Court hears BTK lawsuit

TV station says it did nothing wrong naming suspect

? A Wichita television station that lost a defamation lawsuit for naming a possible suspect in the BTK serial killings told the Kansas Supreme Court on Monday that it did nothing wrong and shouldn’t be penalized for its reporting.

But the attorney for Roger Valadez’s estate, Craig Shultz, told the justices that the Dec. 1, 2004, report on station KSN amounted to defamation and outrageous conduct, as a Sedgwick County jury decided in October 2006. The jury awarded a combined $1.1 million on the defamation verdict and reduced the total damages to $250,000 on the outrageous conduct claim alone.

The judge set aside the defamation verdict but let stand the verdict of outrageous conduct.

Valadez died shortly after the jury’s decision.

The station wants the outrageous conduct verdict tossed, while Valadez’s estate wants the defamation claim reinstated.

Dennis Rader was arrested in February 2005 as the BTK killer and confessed to 10 killings in the Wichita area between 1974 and 1991. Rader, 63, is serving 10 consecutive life sentences at El Dorado Correctional Center.

Bernard Rhodes, a Kansas City, Mo., attorney representing the station, said KSN was correct when it reported Valadez had been arrested, his DNA taken and his home searched by BTK investigators. He said KSN also later reported that the police chief said Valadez wasn’t a BTK suspect.

“The overarching issue this case presents to this court is whether the truthful reporting of the name of a criminal suspect as part of a police investigation into a high-profile case can be the basis for imposing liability on the media,” Rhodes said.

But Shultz said the evidence “shows the shameful nature of reporting” that was done.

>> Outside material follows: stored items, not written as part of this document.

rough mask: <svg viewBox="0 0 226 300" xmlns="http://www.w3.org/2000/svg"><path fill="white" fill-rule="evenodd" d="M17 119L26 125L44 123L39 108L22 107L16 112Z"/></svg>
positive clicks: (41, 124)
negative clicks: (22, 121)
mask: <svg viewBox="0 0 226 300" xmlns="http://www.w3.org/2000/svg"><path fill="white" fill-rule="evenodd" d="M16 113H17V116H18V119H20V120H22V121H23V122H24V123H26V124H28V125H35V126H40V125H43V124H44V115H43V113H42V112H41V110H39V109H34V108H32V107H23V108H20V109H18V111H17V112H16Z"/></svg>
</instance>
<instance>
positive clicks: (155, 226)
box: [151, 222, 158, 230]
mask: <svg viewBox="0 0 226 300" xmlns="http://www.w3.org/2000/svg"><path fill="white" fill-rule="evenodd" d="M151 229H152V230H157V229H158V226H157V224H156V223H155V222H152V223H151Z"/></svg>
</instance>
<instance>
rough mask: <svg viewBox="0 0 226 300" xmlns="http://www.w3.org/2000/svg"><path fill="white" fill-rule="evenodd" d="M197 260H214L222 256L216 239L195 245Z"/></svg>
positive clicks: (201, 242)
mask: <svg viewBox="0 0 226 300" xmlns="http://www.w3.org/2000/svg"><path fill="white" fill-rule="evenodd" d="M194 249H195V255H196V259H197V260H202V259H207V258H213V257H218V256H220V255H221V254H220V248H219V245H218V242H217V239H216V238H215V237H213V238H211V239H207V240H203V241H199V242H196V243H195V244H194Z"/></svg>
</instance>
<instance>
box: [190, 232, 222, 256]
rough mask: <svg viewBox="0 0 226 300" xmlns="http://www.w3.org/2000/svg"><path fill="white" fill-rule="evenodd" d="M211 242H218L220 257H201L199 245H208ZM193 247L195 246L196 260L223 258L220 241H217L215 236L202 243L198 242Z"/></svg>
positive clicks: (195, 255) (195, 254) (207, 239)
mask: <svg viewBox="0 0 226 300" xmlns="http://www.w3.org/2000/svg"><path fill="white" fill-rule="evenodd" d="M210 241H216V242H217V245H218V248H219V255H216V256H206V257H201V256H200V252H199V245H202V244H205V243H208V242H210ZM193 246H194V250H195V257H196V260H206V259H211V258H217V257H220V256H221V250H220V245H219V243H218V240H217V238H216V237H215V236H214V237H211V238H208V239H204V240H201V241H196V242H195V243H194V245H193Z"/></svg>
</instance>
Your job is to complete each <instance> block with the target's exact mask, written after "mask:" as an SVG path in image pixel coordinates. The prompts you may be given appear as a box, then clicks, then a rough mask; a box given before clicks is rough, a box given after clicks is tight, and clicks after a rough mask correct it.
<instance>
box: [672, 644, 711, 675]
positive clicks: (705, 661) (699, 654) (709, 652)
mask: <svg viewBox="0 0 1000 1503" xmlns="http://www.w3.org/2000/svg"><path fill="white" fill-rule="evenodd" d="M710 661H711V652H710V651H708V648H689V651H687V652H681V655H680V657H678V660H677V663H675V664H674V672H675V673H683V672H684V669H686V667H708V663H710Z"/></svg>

“In a sense, it was like a gamble. The press, KSN in particular, which gave up Mr. Valadez’s name, made a bet. They bet they were going to come out right, and they weren’t,” Shultz said.

The BTK killer — a name Rader coined for “Bind, Torture, Kill” — had terrorized Wichita throughout the 1970s and had taunted authorities with anonymous letters. BTK resurfaced with new messages in 2004.

Justice Carol Beier asked whether KSN had sources in naming Valadez.

“We had shoe-leather reporting. We did not have a source inside the Police Department,” Rhodes said. “We had people on the ground at the house who saw in the middle of the night police conducting the search.”

Rhodes said the station knew Valadez owned the house but didn’t air his name until it confirmed he had been jailed and a judge had set a cash bond of $25,000.

“Every other station in town was doing exactly the same thing. How can …,” Rhodes told the court before he was interrupted by Justice Lee Johnson.

“That isn’t true,” Johnson said. “They weren’t doing exactly the same thing. They were not identifying Mr. Valadez by name. Your client is the only news media using the name.”